K-Link connects Discord servers together through a single shared channel. When you type in your server's linked channel, your message goes out to every other server on the network at the same time — and everyone else's messages come back to you the same way. It's one continuous conversation happening across every community at once, in real time.
On top of that, K-Link has a second feature built into the same bot: the Anonymous DM Link. That's a private, opt-in pairing system that lets you have a one-on-one chat with a random person from anywhere in the network, with neither of you knowing who the other is. It runs entirely in your DMs, separate from the shared channel.
The person running setup needs the Manage Server permission. Run /link-setup and point it at the channel you want to use. If it's your first time adding K-Link, you'll be shown the Terms of Service and Privacy Policy before anything activates — the server owner accepts on behalf of the server, which covers every member who uses the linked channel. Once you accept, K-Link posts a welcome message and the channel goes live.
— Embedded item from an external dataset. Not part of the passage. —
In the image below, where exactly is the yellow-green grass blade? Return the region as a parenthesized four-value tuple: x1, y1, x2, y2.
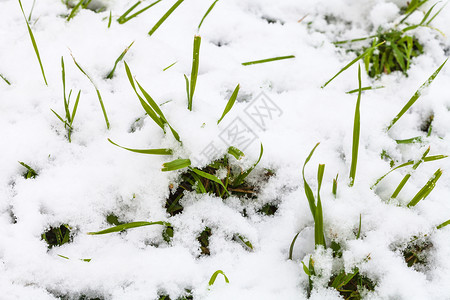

If K-Link gets added to a server but nobody runs /link-setup within 24 hours, the bot leaves on its own and sends a DM explaining why. You can re-invite it and try again at any time. That 24-hour window only applies to servers that never completed setup.
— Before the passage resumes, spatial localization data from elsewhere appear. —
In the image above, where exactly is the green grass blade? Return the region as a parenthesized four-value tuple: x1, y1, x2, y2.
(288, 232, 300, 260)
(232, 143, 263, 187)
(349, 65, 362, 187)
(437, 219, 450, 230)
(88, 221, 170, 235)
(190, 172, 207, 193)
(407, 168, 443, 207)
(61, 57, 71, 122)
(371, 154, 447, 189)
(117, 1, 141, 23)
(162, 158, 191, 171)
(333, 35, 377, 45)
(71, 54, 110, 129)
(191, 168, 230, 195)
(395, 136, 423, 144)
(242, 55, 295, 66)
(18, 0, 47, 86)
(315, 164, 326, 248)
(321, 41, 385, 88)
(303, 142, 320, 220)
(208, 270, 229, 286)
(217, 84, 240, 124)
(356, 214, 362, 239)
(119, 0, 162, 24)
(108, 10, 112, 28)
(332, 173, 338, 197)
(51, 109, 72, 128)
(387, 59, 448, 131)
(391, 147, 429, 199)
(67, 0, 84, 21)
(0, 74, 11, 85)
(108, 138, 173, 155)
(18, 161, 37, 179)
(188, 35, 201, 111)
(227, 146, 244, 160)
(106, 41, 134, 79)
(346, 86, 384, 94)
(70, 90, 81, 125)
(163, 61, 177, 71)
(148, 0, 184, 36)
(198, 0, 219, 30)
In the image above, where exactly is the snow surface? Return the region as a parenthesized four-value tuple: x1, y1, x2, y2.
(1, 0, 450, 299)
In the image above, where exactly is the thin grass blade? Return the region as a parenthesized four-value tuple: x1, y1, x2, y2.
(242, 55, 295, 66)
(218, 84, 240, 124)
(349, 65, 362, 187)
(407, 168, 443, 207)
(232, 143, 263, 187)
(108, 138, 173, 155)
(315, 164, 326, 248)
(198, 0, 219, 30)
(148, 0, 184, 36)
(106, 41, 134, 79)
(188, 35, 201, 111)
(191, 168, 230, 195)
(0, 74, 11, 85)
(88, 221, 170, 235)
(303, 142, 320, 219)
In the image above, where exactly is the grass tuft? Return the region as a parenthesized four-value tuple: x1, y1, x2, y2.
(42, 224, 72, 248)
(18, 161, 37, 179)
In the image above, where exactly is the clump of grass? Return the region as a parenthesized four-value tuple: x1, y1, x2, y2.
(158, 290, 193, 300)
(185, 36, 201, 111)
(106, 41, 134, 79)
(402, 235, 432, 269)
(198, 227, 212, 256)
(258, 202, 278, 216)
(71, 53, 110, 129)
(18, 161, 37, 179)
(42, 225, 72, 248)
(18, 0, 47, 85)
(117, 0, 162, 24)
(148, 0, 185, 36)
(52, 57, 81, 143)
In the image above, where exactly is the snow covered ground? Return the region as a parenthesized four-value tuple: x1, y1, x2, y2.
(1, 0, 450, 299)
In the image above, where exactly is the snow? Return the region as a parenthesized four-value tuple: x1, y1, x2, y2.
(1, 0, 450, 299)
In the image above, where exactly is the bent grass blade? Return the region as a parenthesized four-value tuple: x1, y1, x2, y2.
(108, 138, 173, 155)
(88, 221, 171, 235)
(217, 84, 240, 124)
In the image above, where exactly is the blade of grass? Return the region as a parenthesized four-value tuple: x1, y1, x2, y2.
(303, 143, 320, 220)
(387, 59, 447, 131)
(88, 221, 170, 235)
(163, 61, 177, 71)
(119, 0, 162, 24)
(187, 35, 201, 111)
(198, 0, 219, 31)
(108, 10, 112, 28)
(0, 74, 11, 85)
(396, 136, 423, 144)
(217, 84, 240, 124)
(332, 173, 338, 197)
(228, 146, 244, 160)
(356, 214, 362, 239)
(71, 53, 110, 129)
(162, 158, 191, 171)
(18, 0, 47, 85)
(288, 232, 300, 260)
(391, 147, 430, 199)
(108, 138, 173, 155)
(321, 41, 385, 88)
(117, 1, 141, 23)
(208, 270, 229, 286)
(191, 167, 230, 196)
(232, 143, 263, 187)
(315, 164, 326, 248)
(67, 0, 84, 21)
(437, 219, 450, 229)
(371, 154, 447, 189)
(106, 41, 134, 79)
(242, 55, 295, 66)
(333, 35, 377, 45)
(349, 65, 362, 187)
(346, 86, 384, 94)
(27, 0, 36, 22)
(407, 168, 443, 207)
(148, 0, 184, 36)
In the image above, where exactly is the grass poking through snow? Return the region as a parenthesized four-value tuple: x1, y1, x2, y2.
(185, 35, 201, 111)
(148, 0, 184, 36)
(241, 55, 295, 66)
To turn K-Link off, /link-disable removes the channel connection and posts a notice in the channel. The bot stays in your server — it just stops relaying messages. Run /link-setup again whenever you want back in.
Permissions the bot needs: Read Messages, Send Messages, Manage Messages, Embed Links, Attach Files, Read Message History, Add Reactions, Use External Emojis, Mention Everyone, and Manage Webhooks (required for the webhook relay — the bot falls back to standard channel sends if this is missing, but the relay works better with it).
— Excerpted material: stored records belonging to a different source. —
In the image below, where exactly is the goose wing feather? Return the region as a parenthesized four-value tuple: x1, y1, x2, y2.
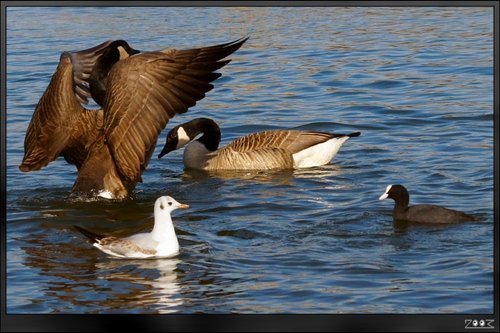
(215, 146, 294, 170)
(19, 41, 113, 172)
(19, 80, 76, 172)
(103, 37, 247, 182)
(226, 130, 335, 154)
(69, 40, 114, 105)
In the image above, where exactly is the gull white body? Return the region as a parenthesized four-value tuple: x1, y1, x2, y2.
(75, 196, 189, 259)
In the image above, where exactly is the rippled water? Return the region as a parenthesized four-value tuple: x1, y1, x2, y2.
(5, 7, 494, 315)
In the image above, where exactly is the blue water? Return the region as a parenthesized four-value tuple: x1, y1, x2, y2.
(5, 7, 494, 314)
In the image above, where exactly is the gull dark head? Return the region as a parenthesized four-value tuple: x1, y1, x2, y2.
(155, 195, 189, 214)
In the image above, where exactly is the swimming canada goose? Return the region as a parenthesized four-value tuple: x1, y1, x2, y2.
(19, 37, 248, 199)
(74, 195, 189, 258)
(379, 184, 478, 224)
(158, 118, 360, 170)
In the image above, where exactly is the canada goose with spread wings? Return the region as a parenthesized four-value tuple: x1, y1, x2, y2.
(19, 37, 248, 199)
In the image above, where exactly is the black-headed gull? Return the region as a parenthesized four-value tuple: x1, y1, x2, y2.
(74, 196, 189, 258)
Once the channel is live, you just talk normally. K-Link picks up your message and relays it to every other linked channel on the network using a webhook — so your name and avatar show up on the message directly, formatted as Display Name (@handle). It looks like you sent it from inside each server. No "bot sent this" header, no separate embed — just your name and your face on the message.
The first time you send a message anywhere in the network, there'll be a one-time notice attached to that relay that shows your Discord user ID and points to the Privacy Policy. That fires exactly once, ever, and never shows again on any future message.
Network moderators and admins get a small badge before their name so the rest of the network can tell who the staff are: 👑 for admins, 🛡️ for mods. That applies regardless of which server they're sending from.
Replies work across servers too. Use Discord's native reply feature and the bot figures out who the original sender was, then delivers one ping notification to them in whatever server they last sent a message from. One ping total — not one per server — so nobody gets spammed just because they said something.